Alors que les réunions Tupperware, vous avez quelque chose en retour: des boîtes. Vous ne croyez pas ?
Votre article mélange un peu tout, et sème le trouble dans les esprits. Ainsi décrit, cela ne donne vraiment pas envie et pourtant de plus en plus de personnes, et des jeunes, s’y retrouvent.
Les personnes qui invitent leurs ami(e)s à participer à un at’elier Savoir Faire Tupperware ne sont pas payées, elles sont remerciées pour leur participation et gagnent des cadeaux, des produits Tupperware.
Pour ce qui est de l’assimilation à une secte, Tupperware paye ses conseillères culinaires et les monitrices (qui sont salariées, donc création d’emploi), alors qu’une secte prend l’argent de ses “disciples”.
Il est vrai que les boites Tupperware sont plus chères que dans les supermarchés, mais la qualité à un prix, garantie 10 ans, vous les gardez facilement 20 à 30 ans..
Tupperware à beaucoup évolué, la gamme s’est élargie, il y a tout pour faire la cuisine en passant par le congélateur, le four, le micro-ondes et même une batterie de cuisine … Les conseillères et monitrices qui animent ces ateliers, démontrent les produits, donne des conseils, le tout dans une ambiance familiale.
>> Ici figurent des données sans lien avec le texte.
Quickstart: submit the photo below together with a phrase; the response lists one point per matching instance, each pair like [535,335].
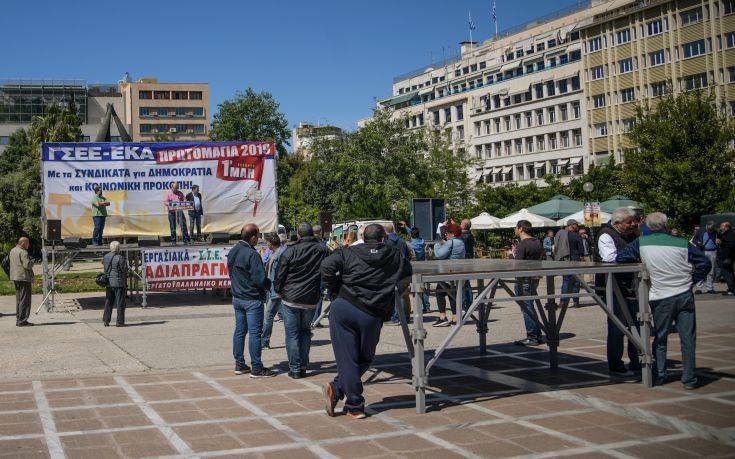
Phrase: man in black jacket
[249,285]
[195,214]
[297,281]
[363,278]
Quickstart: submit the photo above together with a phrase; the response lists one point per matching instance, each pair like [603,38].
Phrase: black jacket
[190,197]
[366,275]
[297,277]
[247,273]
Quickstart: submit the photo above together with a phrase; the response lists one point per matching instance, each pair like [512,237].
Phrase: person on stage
[195,214]
[99,214]
[174,215]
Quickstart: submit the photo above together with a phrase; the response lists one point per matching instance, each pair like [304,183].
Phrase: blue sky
[324,61]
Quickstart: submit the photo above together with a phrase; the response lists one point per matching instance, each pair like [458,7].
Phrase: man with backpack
[21,273]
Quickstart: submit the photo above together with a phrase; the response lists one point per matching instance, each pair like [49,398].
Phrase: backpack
[6,265]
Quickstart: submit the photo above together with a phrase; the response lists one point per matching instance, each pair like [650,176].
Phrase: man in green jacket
[21,273]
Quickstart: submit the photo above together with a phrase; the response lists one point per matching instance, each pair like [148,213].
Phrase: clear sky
[325,61]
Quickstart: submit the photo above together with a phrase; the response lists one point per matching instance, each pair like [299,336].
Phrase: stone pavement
[136,405]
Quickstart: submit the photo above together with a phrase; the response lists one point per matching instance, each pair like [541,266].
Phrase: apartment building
[170,111]
[304,134]
[557,94]
[638,51]
[22,99]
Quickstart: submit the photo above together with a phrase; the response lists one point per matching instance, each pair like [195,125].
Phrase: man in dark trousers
[196,212]
[297,282]
[21,273]
[249,286]
[363,278]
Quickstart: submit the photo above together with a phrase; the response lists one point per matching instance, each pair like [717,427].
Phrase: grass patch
[65,283]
Ces cours de cuisine sont gratuits.
Regardez sur le site officiel, les promotions actuelles, croissants party, chaussons party … De la cuisine conviviale, de quoi préparer les fêtes en faisant l’économie du traiteur …
Merci d’apporter votre expérience.
Avant tout, mon article n’est pas fait pour donner envie, ce n’est pas une pub pour Typperware
il relate simplement la tendance de ce retour;
Et j’insiste bien comme vous le dites sur le fait que les participantes sont désormais plus jeunes…
A aucun moment je n’affirme que c’est une secte, je ne l’ai d’ailleurs pas lu non plus dans les commentaires…?
A très bientôt
bonne fin de week-end à tous
Elle n’avait qu’un vélomoteur pour tout ces deplacement !!!